Synergistic Interaction between 5-FU and an Analog of Sulforaphane-2-Oxohexyl Isothiocyanate-In an In Vitro Colon Cancer Model

Abstract

Combination therapy is based on the beneficial effects of pharmacodynamic interaction (synergistic or additive) between combined drugs or substances. A considerable group of candidates for combined treatments are natural compounds (e.g., isothiocyanates) and their analogs, which are tested in combination with anticancer drugs. We tested the anticancer effect of the combined treatment of isothiocyanate 2-oxohexyl isothiocyanate and 5-fluorouracil in colon and prostate cancer cell lines. The type of interaction was described using the Chou-Talalay method. The cytostatic and cytotoxic activities of the most promising combined treatments were investigated. In conclusion, we showed that combined treatment with 5-fluorouracil and 2-oxohexyl isothiocyanate acted synergistically in colon cancer. This activity is dependent on the cytostatic properties of the tested compounds and leads to the intensification of their individual cytotoxic activity. The apoptotic process is considered to be the main mechanism of cytotoxicity in this combined treatment.

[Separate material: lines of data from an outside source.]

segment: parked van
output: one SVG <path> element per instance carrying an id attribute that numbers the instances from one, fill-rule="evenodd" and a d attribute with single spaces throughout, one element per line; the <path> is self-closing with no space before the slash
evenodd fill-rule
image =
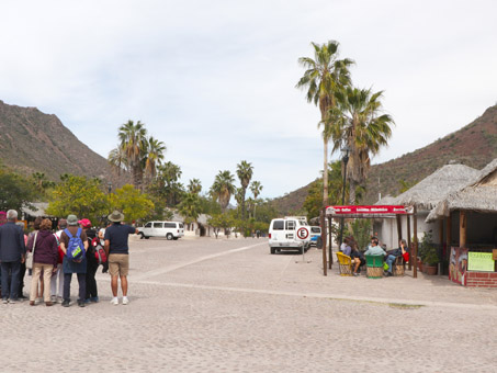
<path id="1" fill-rule="evenodd" d="M 147 239 L 149 237 L 166 237 L 170 240 L 184 236 L 183 223 L 179 222 L 148 222 L 137 229 L 138 235 Z"/>
<path id="2" fill-rule="evenodd" d="M 298 250 L 301 253 L 310 246 L 310 226 L 303 216 L 286 216 L 271 221 L 269 248 L 271 253 L 281 250 Z"/>

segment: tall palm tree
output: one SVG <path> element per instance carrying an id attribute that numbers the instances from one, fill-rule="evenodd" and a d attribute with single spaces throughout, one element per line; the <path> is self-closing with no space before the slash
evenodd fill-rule
<path id="1" fill-rule="evenodd" d="M 151 180 L 157 174 L 157 167 L 162 163 L 166 145 L 150 136 L 145 140 L 146 147 L 143 149 L 143 167 L 147 180 Z"/>
<path id="2" fill-rule="evenodd" d="M 231 194 L 235 193 L 235 177 L 229 171 L 219 171 L 211 187 L 211 194 L 221 205 L 224 213 L 229 204 Z"/>
<path id="3" fill-rule="evenodd" d="M 252 163 L 242 160 L 237 165 L 236 173 L 241 184 L 241 218 L 245 219 L 245 194 L 247 192 L 250 180 L 252 179 Z"/>
<path id="4" fill-rule="evenodd" d="M 306 68 L 296 88 L 307 89 L 307 101 L 319 106 L 321 120 L 319 126 L 324 126 L 324 170 L 328 169 L 328 143 L 329 125 L 328 113 L 336 105 L 335 93 L 350 83 L 349 67 L 353 60 L 339 57 L 339 43 L 329 41 L 323 45 L 310 43 L 314 47 L 314 59 L 308 57 L 298 58 L 298 63 Z M 323 173 L 323 206 L 328 205 L 328 172 Z"/>
<path id="5" fill-rule="evenodd" d="M 202 182 L 199 179 L 191 179 L 188 184 L 188 191 L 190 193 L 199 195 L 202 191 Z"/>
<path id="6" fill-rule="evenodd" d="M 260 181 L 253 180 L 252 183 L 250 184 L 250 191 L 253 194 L 253 201 L 255 201 L 255 203 L 253 203 L 253 218 L 256 218 L 257 197 L 259 196 L 259 194 L 262 191 L 262 185 L 261 185 Z"/>
<path id="7" fill-rule="evenodd" d="M 328 129 L 334 138 L 336 151 L 347 145 L 350 149 L 347 165 L 349 181 L 349 202 L 355 204 L 355 189 L 364 183 L 371 156 L 376 155 L 382 146 L 387 145 L 392 136 L 392 116 L 382 114 L 381 99 L 383 91 L 373 93 L 371 89 L 347 87 L 336 93 L 337 106 L 330 110 L 334 118 Z"/>
<path id="8" fill-rule="evenodd" d="M 127 163 L 133 173 L 133 183 L 137 188 L 142 188 L 143 166 L 142 155 L 147 147 L 147 129 L 140 121 L 127 121 L 118 128 L 117 137 L 120 147 L 123 149 L 127 158 Z"/>

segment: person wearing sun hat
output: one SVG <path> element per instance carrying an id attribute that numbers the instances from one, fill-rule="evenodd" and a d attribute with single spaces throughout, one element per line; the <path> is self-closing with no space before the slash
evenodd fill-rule
<path id="1" fill-rule="evenodd" d="M 63 307 L 70 306 L 70 282 L 72 279 L 72 273 L 76 273 L 78 278 L 78 285 L 79 285 L 79 298 L 78 298 L 78 306 L 84 307 L 84 297 L 87 295 L 87 281 L 86 281 L 86 273 L 87 273 L 87 256 L 84 255 L 80 261 L 74 261 L 69 259 L 66 255 L 67 247 L 69 245 L 69 236 L 66 231 L 69 231 L 72 237 L 77 236 L 78 231 L 80 234 L 81 241 L 84 246 L 84 251 L 88 250 L 88 238 L 84 230 L 82 230 L 78 226 L 78 217 L 76 215 L 68 215 L 67 216 L 67 228 L 64 229 L 63 234 L 60 235 L 60 249 L 64 251 L 64 261 L 63 261 L 63 270 L 64 270 L 64 301 Z"/>
<path id="2" fill-rule="evenodd" d="M 127 298 L 127 274 L 129 270 L 129 248 L 127 238 L 129 235 L 137 234 L 138 230 L 129 225 L 122 224 L 124 215 L 114 211 L 108 216 L 113 224 L 105 229 L 105 253 L 109 261 L 109 273 L 111 274 L 111 289 L 113 298 L 111 304 L 118 305 L 117 281 L 121 279 L 121 290 L 123 291 L 123 305 L 129 303 Z"/>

Keywords: 5-fluorouracil; isothiocyanates; sulforaphane; synergistic effect.

Figure 1

Structural formulae of isothiocyanates: (A) sulforaphane; (B) 2-oxohexyl isothiocyanate.

Figure 2

Cell growth inhibition and interaction types. The changes in cell growth of cancer cell lines after the administration of compounds alone and in combination: 5-fluorouracil (5-FU) with 2-oxohexyl ITC (hex) in HT-29 (A), Caco-2 (B), PC-3 (C), and LNCaP (D) cell lines. * The cell growth values after the administration of a combination treatment were statistically significantly different from the cell growth values after administrations of 2-oxohexyl ITC and 5-FU alone; p < 0.05. Cell growth was determined using the MTT method. Combination treatment: the cells were incubated with 2-oxohexyl ITC for 24 h and then with 5-FU for 72 h. In individual administrations, one component of the combination was used. Combination index values (CI) depending on the fraction affected (fa) in HT-29 (E) and Caco-2 (F) colon cancer cell lines and in PC-3 (G) and LNCaP (H) prostate cancer cell lines for 5-FU administration with 2-oxohexyl ITC. CI > 1 = antagonism; CI < 1 = synergism; CI ± 1.0 = an additive effect. The Chou-Talalay method was used to determine the CI. The arrows indicate the type of interaction for fa = 0.75.

Figure 3

Morphological changes in the HT-29 (A), Caco-2 (B), and PC-3 (C) cells treated with 5-FU, hex, and the combined treatment (mx). The changes in distribution of the cell cycle phases in colon and prostate cancer cell lines when compared to the control after the administration of the combined treatment and the individual compounds in the HT-29 (D), Caco-2 (E), and PC-3 (F) cell lines. Cell cycle distribution was determined by flow cytometry. Combination treatment: the cells were incubated with 2-oxohexyl ITC for 24 h and then with 5-FU for 72 h. In individual administrations, one component of the combination was used. The changes of the living cells percentage in the cell culture after the administration of individual compounds and the combined treatment in the Caco-2 (G), HT-29 (H), and PC-3 (I) cell lines. Large black star—statistically significant difference between the percentage of living cells after the administration of the combined treatment and after administrations of 2-oxohexyl ITC and 5-FU alone. * Statistically significant difference from the control; p < 0.05. Cell viability was determined using the FDA/PI method using flow cytometry. Apoptosis detection in HT-29 colon cancer and Caco-2 cancer cell lines is indicated by arrows in graphs (G,H). Green—cell membrane stained with Annexin V-FITC. Red—nuclei stained with PI.

Figure 4

Apoptosis studies. (A) Caspase (Caspase 9, Caspase 8, and Caspase 3) activity/mg protein normalized to the control (ctrl) after the combined 5-FU and 2-oxohexyl ITC treatment, individual 5-FU treatment, individual hex treatment, and positive control treatment (ctrl+) after 24 (A) and 72 h incubation (B). * Statistically significant difference from the control; p < 0.05. Changes in the levels of apoptosis-related proteins obtained by Western blotting after the administration of individual compounds, the combined treatment of 5-FU with hex, and for the control cells (ctrl) after 24-h incubation (C) and after 72-h incubation (D). Glyceraldehyde-3-phosphate dehydrogenase (GAPDH) was amplified as an internal control. The results of the bands of procaspase forms were quantified by densitometric analysis, and their intensity was normalized with respect to GAPDH.

Figure 5

Autophagy detection: visualization of autophagic vacuoles in cells after the combined treatment with 2-oxohexyl ITC (hex) and 5-FU (A). Protein expression of LC3-II. GAPDH was a loading control. Protein levels were evaluated by the Western blot method (B).